West Africa barely appears in dive media. The reefs off Ghana, Senegal, and Sierra Leone don’t feature on liveaboard itineraries or show up in underwater photography competitions. The conservation stories from this part of the Atlantic don’t make the same headlines as the Great Barrier Reef or the Coral Triangle. And yet on April 14, 2026, Ghana quietly did something that matters: it created the country’s first marine protected area.
The Greater Cape Three Points Marine Protected Area covers 703 square kilometres of coastal water in Ghana’s Western Region. Vice President Naana Jane Opoku-Agyemang announced the designation at a ceremony in Busua. The language used was straightforward, this is a milestone in Ghana’s contribution to the global 30×30 goal, protecting 30% of the ocean by 2030. The substance behind it is more significant than the diplomatic framing suggests.
What Is Being Protected
The Greater Cape Three Points area is one of Ghana’s most ecologically productive marine environments. Nutrient-rich upwelling waters here create the conditions for critical spawning and nursery grounds, sardine, anchovy, mackerel, and the sardinella species that West African coastal communities have fished for generations.
Endangered sea turtles nest on the beaches at Cape Three Points. Leatherback, green, and olive ridley turtles all use this stretch of coastline, making it one of the last significant turtle nesting sites on the West African Atlantic seaboard. Their populations have been declining for decades under pressure from bycatch, beach development, and egg poaching. The protected area creates, for the first time, a legal framework for their defence in Ghanaian waters.
Twenty-one coastal fishing communities depend on these waters for their livelihoods. The conservation case and the food security case are the same case here. The evidence from well-managed marine protected areas is consistent: fish populations inside no-take zones recover, and that recovery spills over into adjacent fishing areas. Communities near a working reserve catch more, not less, than they did before it existed.
The Larger Context
Ghana’s announcement comes at a moment when the High Seas Treaty has entered into force and the 30×30 framework is shifting from political aspiration to something that has to be delivered with real ocean. The problem has always been that protecting 30% of the ocean is mathematically impossible if you only count the easy wins, remote seamounts and uninhabited atolls. The hard cases are places like Ghana: heavily fished, economically stressed, with coastal communities who reasonably ask what they are supposed to do with a protected area that costs them access.
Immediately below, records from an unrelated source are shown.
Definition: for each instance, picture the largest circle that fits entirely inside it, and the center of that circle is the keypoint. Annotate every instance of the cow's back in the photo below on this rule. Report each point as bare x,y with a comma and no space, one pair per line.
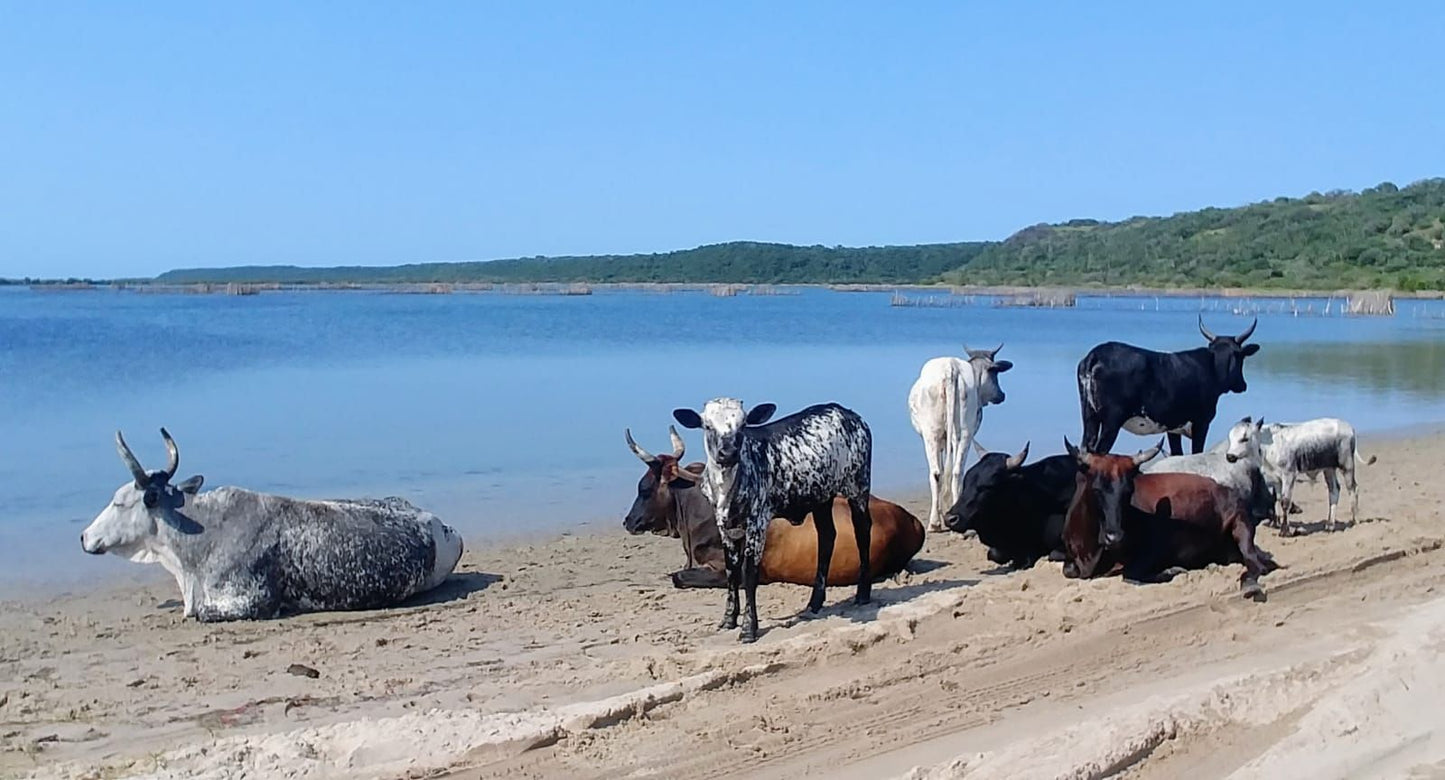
791,553
354,555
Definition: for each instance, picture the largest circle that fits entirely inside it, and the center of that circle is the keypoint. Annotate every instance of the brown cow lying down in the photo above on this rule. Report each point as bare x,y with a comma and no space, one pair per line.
674,506
1156,525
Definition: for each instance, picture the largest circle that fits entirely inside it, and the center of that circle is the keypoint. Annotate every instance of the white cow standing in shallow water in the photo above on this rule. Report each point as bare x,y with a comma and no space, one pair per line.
947,406
242,555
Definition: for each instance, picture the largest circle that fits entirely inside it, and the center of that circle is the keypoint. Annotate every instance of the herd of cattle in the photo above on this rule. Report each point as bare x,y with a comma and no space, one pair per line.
769,501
The answer Cape Three Points is beginning to demonstrate is the same answer Cabo Pulmo demonstrated in Mexico: the communities that close an area recover more than they lose, given enough time and genuine buy-in. Ghana’s government has structured this MPA to include those 21 communities as stakeholders from the start. Whether that partnership holds under economic pressure is the real test, and it will take years to know.
What This Changes
Ghana is the eighty-ninth country to establish a new marine protected area this decade, by some counts. But it is the first in Ghana. And first-in-country designations matter in ways that subsequent ones don’t: they establish legal precedent, they train the enforcement infrastructure, and they signal that the political will exists to defend ocean space against competing commercial interests.
The timing, ahead of the Our Ocean Conference in Kenya later this year, is not accidental. Ghana is making a case for itself as a country that takes 30×30 seriously and can be a partner in the African continental push to protect more of the Atlantic and Indian Ocean coastlines.
For divers, this region is genuinely underexplored. West African reef diving is not on most people’s list. It probably should be, not only for the marine life, but because visiting ocean that is in the early stages of protection, and doing so responsibly, is how the tourism case for conservation gets made in the places that most need it.